Mam problem. Mam od niedawna (pół roku) niewielkie akwarium - 60l, więc nie mam jeszcze dużego doświadczenia. Wszystko do tej pory było ok, rybki zdrowe, żwawe

, ale nie tak dawno temu przypętało się jakieś choróbsko :cry: . Chyba była to ospa - białe kropki itp., ale obsypało tylko jedną rybkę - platynkę (zmienniaka plamistego). Reszta nie miała żadnych niepokojących oznak.
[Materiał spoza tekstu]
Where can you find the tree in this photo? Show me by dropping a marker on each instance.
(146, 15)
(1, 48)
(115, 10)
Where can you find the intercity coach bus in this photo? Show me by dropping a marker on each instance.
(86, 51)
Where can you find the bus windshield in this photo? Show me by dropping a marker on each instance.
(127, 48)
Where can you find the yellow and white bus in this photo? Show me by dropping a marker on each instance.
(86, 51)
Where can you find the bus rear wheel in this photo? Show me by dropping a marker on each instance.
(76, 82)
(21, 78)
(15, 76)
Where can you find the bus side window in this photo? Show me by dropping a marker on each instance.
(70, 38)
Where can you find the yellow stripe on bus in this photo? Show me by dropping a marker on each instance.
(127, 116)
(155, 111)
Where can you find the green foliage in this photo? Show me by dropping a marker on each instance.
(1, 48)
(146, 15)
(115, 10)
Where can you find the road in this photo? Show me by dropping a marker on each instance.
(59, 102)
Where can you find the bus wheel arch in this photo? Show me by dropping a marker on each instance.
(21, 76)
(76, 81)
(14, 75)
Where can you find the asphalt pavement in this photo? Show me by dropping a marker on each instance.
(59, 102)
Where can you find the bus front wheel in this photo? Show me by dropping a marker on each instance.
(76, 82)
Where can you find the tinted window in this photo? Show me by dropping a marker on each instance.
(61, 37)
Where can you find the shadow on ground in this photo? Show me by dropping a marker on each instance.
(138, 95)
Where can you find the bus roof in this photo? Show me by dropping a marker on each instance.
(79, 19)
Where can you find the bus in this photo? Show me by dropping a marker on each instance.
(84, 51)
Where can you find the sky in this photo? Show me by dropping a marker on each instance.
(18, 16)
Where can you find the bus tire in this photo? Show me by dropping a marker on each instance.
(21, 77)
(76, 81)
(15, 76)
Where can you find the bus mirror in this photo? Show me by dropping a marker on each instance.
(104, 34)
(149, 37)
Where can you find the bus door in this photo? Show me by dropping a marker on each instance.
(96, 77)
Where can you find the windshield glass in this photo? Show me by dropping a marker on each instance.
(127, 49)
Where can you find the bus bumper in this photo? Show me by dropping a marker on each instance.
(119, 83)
Platynka już wcześniej była niemrawa i dziwnie pływała - inne ją goniły, a jak dopadły, to platynka dziwnie się wyginała - tak skręcało ją w bok, jakby sztywniała z wrażenia, drżała - a po chwili wszystko było ok. Podawaliśmy MFC 2000 przez kilka dni i kropki u platynki zniknęły. Wszystko niby wróciło do normy, ale platynka straciła apetyt, marnieje w oczach, robi się coraz mniejsza, chowa się i dalej sztywnieje i drży, jak pogoni ją jakaś inna rybka. Co to może być? Wydaje mi się, że druga platynka też zaczyna sztywnieć

. Czy to zaraźliwe? Może jest na to jakaś rada? Nie wiem co robić. Hoduję platynki, mieczyki, zbrojnika i kiryski. Akwarium nie jest przerybione. Pomocy!!!